By competing against humans at the highest levels, IBM’s Watson is something completely new — a computing system that can analyze human language and answer complex questions extremely fast. On “Jeopardy,” Watson correctly responded to the kind of complex clues that the show is famous for. An example, from a “Jeopardy” category called “Dialing for Dialects”:
Host Alex Trebek: While Maltese borrows many words from Italian, it developed from a dialect of this Semitic language.
Watson: What is Arabic? [Correct]
Watson represents a tremendous breakthrough in the ability of computers to understand natural language — which humans use to capture and communicate knowledge — as opposed to specially designed or encoded language just for computers. It can evaluate the equivalent of hundreds of millions of pages of material — books, reports, articles and so on — in three seconds or less. It is not stymied by intricate wordplay.

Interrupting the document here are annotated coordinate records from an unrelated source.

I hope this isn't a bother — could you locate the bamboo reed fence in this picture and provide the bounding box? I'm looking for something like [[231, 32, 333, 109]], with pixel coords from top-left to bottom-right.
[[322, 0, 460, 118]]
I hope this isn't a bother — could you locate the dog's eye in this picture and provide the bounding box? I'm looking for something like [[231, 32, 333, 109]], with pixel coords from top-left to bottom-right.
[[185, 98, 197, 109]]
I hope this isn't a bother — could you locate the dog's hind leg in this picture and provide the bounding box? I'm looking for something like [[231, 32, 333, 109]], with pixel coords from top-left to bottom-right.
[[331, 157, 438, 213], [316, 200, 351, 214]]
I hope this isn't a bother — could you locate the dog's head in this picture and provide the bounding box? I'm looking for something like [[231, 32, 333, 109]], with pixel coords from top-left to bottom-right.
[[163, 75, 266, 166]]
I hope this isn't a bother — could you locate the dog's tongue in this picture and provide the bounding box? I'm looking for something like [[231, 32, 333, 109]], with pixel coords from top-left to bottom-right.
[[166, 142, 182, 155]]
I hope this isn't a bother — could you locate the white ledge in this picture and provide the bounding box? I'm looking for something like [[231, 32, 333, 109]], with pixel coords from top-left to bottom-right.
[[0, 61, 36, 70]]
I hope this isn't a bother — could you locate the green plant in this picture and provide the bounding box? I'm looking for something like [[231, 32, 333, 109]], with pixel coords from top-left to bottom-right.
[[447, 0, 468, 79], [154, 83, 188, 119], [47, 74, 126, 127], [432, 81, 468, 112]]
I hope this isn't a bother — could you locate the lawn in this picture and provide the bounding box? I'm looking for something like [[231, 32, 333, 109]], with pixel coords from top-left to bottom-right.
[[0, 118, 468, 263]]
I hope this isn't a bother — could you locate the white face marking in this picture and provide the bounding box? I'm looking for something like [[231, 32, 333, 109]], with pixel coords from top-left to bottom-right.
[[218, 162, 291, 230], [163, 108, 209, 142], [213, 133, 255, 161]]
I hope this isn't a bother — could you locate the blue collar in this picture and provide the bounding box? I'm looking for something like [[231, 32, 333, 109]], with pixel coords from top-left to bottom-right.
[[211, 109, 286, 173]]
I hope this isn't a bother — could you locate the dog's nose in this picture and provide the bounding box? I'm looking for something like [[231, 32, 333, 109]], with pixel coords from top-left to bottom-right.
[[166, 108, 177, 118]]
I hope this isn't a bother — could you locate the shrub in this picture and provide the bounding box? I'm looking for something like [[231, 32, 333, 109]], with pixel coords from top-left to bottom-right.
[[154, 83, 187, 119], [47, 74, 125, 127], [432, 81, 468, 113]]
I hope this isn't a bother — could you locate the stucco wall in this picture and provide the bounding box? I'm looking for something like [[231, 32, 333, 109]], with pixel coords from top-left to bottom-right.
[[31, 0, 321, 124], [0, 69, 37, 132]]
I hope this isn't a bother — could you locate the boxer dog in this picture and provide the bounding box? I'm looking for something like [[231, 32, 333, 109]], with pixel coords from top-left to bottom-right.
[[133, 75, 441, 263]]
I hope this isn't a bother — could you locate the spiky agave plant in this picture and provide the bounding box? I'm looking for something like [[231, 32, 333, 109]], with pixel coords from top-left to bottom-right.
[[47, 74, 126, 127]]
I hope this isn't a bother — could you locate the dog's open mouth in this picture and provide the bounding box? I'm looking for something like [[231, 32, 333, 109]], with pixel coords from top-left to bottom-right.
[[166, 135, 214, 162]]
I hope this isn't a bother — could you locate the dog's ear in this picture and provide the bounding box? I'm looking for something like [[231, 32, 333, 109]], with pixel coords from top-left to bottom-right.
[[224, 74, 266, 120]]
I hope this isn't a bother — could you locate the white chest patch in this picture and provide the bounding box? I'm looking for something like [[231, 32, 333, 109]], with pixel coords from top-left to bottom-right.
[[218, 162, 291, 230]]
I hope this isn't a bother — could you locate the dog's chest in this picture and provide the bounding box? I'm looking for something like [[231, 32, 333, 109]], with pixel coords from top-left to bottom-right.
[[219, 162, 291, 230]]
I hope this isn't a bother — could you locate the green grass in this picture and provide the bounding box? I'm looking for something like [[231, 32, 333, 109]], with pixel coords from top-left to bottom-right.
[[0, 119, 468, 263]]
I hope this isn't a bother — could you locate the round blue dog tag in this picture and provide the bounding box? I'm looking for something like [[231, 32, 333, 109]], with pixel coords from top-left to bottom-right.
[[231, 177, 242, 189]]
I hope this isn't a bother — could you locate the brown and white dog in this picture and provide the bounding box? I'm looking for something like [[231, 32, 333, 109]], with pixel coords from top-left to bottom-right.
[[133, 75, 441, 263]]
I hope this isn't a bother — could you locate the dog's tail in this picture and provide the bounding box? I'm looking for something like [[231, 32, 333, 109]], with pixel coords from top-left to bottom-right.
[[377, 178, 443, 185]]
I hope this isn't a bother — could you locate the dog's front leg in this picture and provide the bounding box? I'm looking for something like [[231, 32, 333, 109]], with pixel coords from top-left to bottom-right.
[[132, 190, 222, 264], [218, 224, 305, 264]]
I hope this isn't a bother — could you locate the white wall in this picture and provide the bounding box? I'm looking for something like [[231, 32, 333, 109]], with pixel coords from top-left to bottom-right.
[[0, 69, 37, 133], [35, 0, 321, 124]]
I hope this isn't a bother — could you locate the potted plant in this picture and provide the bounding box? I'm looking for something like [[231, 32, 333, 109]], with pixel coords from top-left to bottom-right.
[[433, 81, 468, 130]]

This kind of amazing question-answering capability could help retailers solve one of their most difficult customer service problems, which we call the perpetual stranger dilemma. Today, the typical large retailer has many thousands of loyal customers who regularly patronize the store, Web site, mobile application or catalog, spending lots of money. But still, they’re strangers. By this we mean the retailer doesn’t really know these customers or even have a basic understanding of their individual needs, tastes or what they might want to buy next.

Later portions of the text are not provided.